After my 1991 awakening, I began to research automation. I published articles warning others of the harmfulness of thoughtless, injurious automation. (1) But no one would listen – not my provincial premier, not the provincial labour federation head, nor anyone I could find.
People seemed fascinated with a machine that could help us do more, remember more, and enjoy more. At 4:00 in my office, everyone stopped working and began to play Tetris. No one wanted to hear about computerization’s perils.
In the years since then, millions of people have not only been put out of work by automation; they’ve lost professions and careers without any alternatives appearing. Work has shrunk for many people and they simply stare poverty in the face.
Our children especially paid the price. They have no secure/regular jobs, only consultancies and temporary employment. They have no pensions, medical plans, dental plans, etc. No prospects and no secure future. Automation plus offshore outsourcing have caused this and it happened on our watch.
No one gave any time to figuring out how a population so displaced would be able to afford any kind of lifestyle.
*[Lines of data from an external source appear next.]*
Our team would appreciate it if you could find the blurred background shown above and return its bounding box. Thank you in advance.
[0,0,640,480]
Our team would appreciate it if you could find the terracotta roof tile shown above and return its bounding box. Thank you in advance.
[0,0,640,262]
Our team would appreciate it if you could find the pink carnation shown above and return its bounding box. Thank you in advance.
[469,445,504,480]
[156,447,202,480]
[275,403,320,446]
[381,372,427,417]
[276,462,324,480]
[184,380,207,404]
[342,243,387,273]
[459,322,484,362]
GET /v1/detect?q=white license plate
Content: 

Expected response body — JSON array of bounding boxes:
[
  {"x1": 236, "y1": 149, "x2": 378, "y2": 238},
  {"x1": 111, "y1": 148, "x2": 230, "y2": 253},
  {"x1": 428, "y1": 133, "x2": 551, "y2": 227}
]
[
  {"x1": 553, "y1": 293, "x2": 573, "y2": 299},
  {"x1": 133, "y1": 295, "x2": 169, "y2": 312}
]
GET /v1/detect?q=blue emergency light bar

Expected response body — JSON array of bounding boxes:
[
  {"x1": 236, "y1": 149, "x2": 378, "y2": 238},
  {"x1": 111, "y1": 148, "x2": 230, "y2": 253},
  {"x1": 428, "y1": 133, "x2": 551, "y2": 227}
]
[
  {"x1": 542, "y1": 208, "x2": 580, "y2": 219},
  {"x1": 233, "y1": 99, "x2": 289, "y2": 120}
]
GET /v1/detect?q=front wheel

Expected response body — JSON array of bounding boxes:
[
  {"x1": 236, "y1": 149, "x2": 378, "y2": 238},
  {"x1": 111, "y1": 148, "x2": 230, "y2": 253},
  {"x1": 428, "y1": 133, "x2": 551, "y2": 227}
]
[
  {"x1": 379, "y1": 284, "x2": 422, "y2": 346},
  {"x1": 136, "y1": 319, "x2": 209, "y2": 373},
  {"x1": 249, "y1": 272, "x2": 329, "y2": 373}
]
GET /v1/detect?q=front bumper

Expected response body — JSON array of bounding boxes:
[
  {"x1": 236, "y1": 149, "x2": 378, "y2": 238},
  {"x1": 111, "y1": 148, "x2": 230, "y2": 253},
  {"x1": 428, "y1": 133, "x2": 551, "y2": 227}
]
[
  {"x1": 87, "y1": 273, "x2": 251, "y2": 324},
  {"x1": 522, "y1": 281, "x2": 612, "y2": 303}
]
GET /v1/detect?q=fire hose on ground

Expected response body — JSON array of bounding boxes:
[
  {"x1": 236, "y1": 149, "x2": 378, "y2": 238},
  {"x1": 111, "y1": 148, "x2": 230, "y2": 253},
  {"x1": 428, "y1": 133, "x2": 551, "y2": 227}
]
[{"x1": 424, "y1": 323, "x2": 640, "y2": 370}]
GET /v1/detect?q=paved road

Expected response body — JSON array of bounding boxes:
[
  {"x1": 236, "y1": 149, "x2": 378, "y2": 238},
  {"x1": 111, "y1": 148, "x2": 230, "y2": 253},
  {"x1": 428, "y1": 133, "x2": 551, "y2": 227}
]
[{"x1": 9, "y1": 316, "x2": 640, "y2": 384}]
And there was little thought given to compensating those workers who were now redundant, obsolete, no longer needed. No one offered to pay for their re-education. They were simply shed and left to adjust to the loss of their jobs and careers.
Now we see articles with headlines like “We need a New Deal to address the economic risks of automation” and “Crash: how computers are setting us up for disaster.”
But it’s too late to shut the barn door. The horses have left.
I now believe that an entirely new approach is needed.
The approach is not simply to create new jobs, although some new jobs will be needed in the future. We’ll need new jobs to clean up the planetary pollution, bring in new medical technologies, end hunger on the planet, end homelessness, stop wars, etc.
But, if we’re to see that millions of people don’t continue to suffer after having already fallen through the cracks, we need something on top of that.
The approach I recommend is to free as many people as possible from the need to work by getting behind national schemes of universal basic income (UBI).
What we need to do is place purchasing power in the hands of the population at large again.
I ask all financial wayshowers and currency holders to consider, on their own or banding together, to support a UBI for your country.
If work is in fact being taken care of by machines, then let the population be freed in actuality and not simply in theory.
I’ll be funding a UBI for Canada (2) and helping as many others to do the same in their country as my resources will allow. (3)
Join me in putting purchasing power into the hands of all people on this planet. Yes, NESARA will do that and if NESARA beats us to the punch, well and good.
But things that have been said to be near to happening have taken years to happen. I won’t wait. Join me in seeing that all people on this planet have a Universal Basic Income. (4)
(1) Two of them have been reprinted here: “If This is Your Job, Watch Out! (1998),” The Principles of Largescale Employment Projects – Part 1/2 (1995),”
(2) Archangel Michael has asked me to see to Iceland second.
When I pointed out to him that Icelanders had received the equivalent of $60,000 apiece already, he maintained his desire to see them receive a UBI next.
He said: “Think of it this way. It is a reward for good behavior.” (Archangel Michael in a personal reading with Steve Beckow through Linda Dillon, Dec. 20, 2017.)
(3) And consistent with my intentions to fund a Gender Equality Project and other projects.
(4) From now until the Reval, that simply means creating the intention to fund a UBI. After the Reval, we can all plan together how we’ll accomplish such a program.